MANATEE — Before attending the Palmetto Youth Academy, attaining a GED may well have been an impossible dream for the high-risk youth who find themselves in this school behind fences laced with razor wire.
“Some of these youth admit that they stopped going to school a long time ago. One of our youth stopped going after third grade,” said Jacquelin Jones, the lead educator for the facility. “Here, we give them hope.”
A group of young men dressed in attire resembling the clothes worn just a short ride down the street at the Manatee County jail filed into a large room Thursday.

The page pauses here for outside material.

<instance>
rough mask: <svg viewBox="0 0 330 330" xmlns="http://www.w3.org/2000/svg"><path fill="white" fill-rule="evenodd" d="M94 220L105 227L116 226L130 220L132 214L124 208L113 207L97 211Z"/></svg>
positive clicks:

They gathered for an assembly to acknowledge educational, character and attitude accomplishments, and three youth who earned their GED’s.
“Make every decision not for today but for eternity,” said Pastor Sirrnest Webster, a guest speaker for the event. “If you make good decisions, you will have good consequences.”
After a short period of requisite whispering and muffled horseplay, the youth settled down and paid rapt attention to their guest.
“What is my purpose? Why am I here? These are the questions you should be asking yourself,” said Webster.
A 16-year-old who Jones dubbed “smiley” for the grin that lights his features has discovered a love of writing poetry since coming to the school. His father is in jail and he is already a father to a 1-year-old.
“The only positive person in my life is my mother,” said the youth. “I want to be that person for my daughter. I’ve been through some hard times, but here, they see something in me here. They are proud of me. They believe in me.”
“We’re here because we love you. Don’t wait till tomorrow, start today,” said Webster.
Another guest, Pastor Roland Oliver, continued the theme of the day when he sang “The Impossible Dream.”
“And the world will be better for this
That one man, scorned and covered with scars
Still strove with his last ounce of courage
To reach the unreachable star”
As Oliver hit the last note, the young men showed their appreciation with deafening applause.